Il a précisé que ce déplacement poursuivait trois principaux objectifs :

- étudier le dispositif des forces françaises stationnées à Djibouti ;

- visiter la nouvelle implantation militaire française aux Emirats arabes unis ;

- et, enfin, dresser un premier bilan de l'opération navale de l'Union européenne « Atalanta » de lutte contre la piraterie dans le Golfe d'Aden.

a d'abord présenté le dispositif des forces françaises stationnées à Djibouti.

Il a indiqué que, au cours de leur visite, ils avaient visité les différentes installations des forces françaises, dont le centre d'entraînement et « d'aguerrissement au désert » de la Légion étrangère, qu'ils avaient eu des entretiens avec le Président de l'Assemblée nationale, le ministre des affaires étrangères et le ministre de la défense de Djibouti, mais aussi avec le général Henri Bentegeat, président du comité militaire de l'Union européenne, en visite à Djibouti au même moment, ainsi qu'avec le représentant de la Commission européenne et l'ambassadeur des Etats-Unis.

Il a souligné la qualité de l'accueil et du programme réservés aux missionnaires par le commandant, le général Philippe Lefort, les militaires français et l'ambassadeur de France à Djibouti, Son Exc.
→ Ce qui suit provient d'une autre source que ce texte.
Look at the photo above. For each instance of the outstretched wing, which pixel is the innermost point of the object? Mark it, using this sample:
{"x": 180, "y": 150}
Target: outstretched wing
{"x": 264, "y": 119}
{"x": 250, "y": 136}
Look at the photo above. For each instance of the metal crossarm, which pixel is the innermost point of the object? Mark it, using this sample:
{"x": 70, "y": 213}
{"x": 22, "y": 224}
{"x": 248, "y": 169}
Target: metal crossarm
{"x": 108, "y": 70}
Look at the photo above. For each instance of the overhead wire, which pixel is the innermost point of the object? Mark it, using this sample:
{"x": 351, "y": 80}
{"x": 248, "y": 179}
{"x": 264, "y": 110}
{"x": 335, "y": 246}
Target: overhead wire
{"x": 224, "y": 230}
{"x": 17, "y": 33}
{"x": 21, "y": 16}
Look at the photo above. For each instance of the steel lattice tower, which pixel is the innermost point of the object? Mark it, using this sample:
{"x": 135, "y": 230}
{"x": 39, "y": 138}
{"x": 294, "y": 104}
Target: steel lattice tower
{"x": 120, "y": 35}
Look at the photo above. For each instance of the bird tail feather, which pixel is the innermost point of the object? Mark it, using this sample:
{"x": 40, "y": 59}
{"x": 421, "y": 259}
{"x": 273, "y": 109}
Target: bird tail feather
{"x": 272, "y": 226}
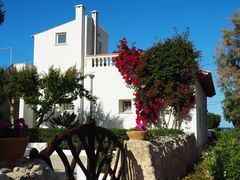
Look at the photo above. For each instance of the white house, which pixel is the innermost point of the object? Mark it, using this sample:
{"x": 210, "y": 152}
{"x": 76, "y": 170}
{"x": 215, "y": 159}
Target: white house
{"x": 82, "y": 42}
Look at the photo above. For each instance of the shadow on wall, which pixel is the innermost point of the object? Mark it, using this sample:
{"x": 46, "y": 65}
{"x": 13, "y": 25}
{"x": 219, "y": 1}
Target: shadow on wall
{"x": 106, "y": 120}
{"x": 132, "y": 169}
{"x": 102, "y": 119}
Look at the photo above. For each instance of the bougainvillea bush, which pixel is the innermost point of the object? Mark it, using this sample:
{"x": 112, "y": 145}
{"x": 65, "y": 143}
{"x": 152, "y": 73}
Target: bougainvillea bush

M. Dominique Decherf, qui est un très bon connaisseur de l'Afrique.

a rappelé que, hors troupes déployées en opérations extérieures, comme au Tchad ou en République centrafricaine, la France disposait de trois implantations militaires permanentes en Afrique, au Sénégal, au Gabon et à Djibouti, et que ces trois bases permettaient de couvrir l'ensemble de l'Afrique de l'Ouest (Sénégal), de l'Afrique centrale (Gabon) et de l'Afrique orientale (Djibouti).

Il a souligné que Djibouti occupait une position stratégique dans la Corne de l'Afrique. Ce territoire, grand comme la Bretagne ou la Corse, peuplé de 600 000 habitants, et situé entre l'Erythrée, l'Ethiopie et la Somalie, dispose d'un port de la première importance, à proximité du détroit de Bab el Mandeb, entre la Mer Rouge et le Golfe d'Aden, en face du Yémen.

Il a également rappelé que Djibouti, seul pays francophone dans une région principalement anglophone marquée par l'héritage de la colonisation britannique, anciennement appelé « territoire français des Afars et des Issas », avait été une colonie française jusqu'à son indépendance en 1977.

Il a précisé que, dès 1977, un accord de défense avait été conclu prévoyant le maintien d'une présence militaire française, la proximité de Djibouti avec des pays instables et plus peuplés l'ayant amené à se tourner vers la France pour garantir son intégrité territoriale et sa souveraineté.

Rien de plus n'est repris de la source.